As discussed above, the passwd file will be be located someplace where a browser can’t get to it. Here’s where we’re going to put it.

/
|---home/
    |---rwhite/
	|---.htpasswds
	    |---public_html
              	|----secretstuff
		    |---passwd
        |---logs/
        |---mail/
        |---publc_ftp/
	|---public_html/
            |---about.html
            |---index.html
	    |---secretstuff/
		|---.htaccess

Note that if you don’t already have a directory called .htpasswds, you’ll need to create it, and then nest inside it the public_html and secretstuff directories. (Although some tutorials will instruct you to place a single .htpasswd file in those location, creating a directory will give you more flexibility later on, should you choose to create additional .htaccess authentications.) The .htpasswds directory and those nested inside it should all have permissions of 644, as should the passwd file itself.
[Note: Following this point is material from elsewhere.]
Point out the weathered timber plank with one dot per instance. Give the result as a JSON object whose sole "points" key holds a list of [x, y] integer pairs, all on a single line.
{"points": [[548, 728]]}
Now, what actually goes IN the passwd file? For our purposes, it’s going to consist of a single line: the Name, a colon, and then the Password that a user will need to get into the password-protected secretstuff directory.

Assuming we want to allow ImaStudent to access the directory using a password of 123456 (not a very good password, obviously), that one line in the file passwd will contain both of those pieces of information, and look like this:

ImaStudent:EdQXJLHVRhCFo

Whoa, whoa, whoa. Where did EdQXJLHVRhCFo come from? That doesn’t look like our password 123456 at all.

That’s because EdQXJLHVRhCFo is an htpasswd “hash” of 123456. Apache is so security-conscious that it doesn’t even want to know what your real password is—it only wants to store a “hash”, or one-way coded version, of that password. When a user enters their password into the authentication box, that hashed password (the EdQXJLHVRhCFo, converted from 123456) will be compared to the hashed version in your passwd file.

So how do you know what hash to include in your passwd file?

There are a few ways to do this. One way is to go to a website like this one and enter your password into the indicated field.

Or, if you wish to do it yourself on the computer, open up a Terminal and on the command line, type

$ htpasswd -ndb ImaStudent 123456

…and you’ll get a line that you can paste into your passwds file.

Once you’ve got everything put together, try going to the page that you’ve created and see if you can see anything. If all works as planned, you’ll be confronted by a dialog box that looks something like this.

By typing in the appropriate Name and Password, the browser should proceed to display the previously hidden contents of that folder!

There’s one more thing you may need to take care of, however, depending on how you want to use the new secretstuff folder. If you’re going to use it to serve up regular webpages like index.html then you’re all done: once a user’s attempt to access the directory is authenticated, those pages will appear just as in any other directory.

You may, however, wish to just dump a bunch of files into that folder that students can access. They might be text files, or Word documents, or graphics. If this is the case, it may also be that your webserver doesn’t by default allow these files to be “indexed,” or listed, and you’ll get an error message like the one above.

This is easily fixed. In your .htaccess file—the same one that we were working on in step 2 above—add a fifth line:

AuthName "Secret Stuff"
AuthType Basic
AuthUserFile "/home/rwhite/.htpasswds/public_html/secretstuff/passwd"
Require valid-user
Options +Indexes

This line will allow this directory’s contents to be Indexed, or listed, even if there aren’t any html files to be displayed.

Now students are able to view or download those files simply by clicking on them in the browser window.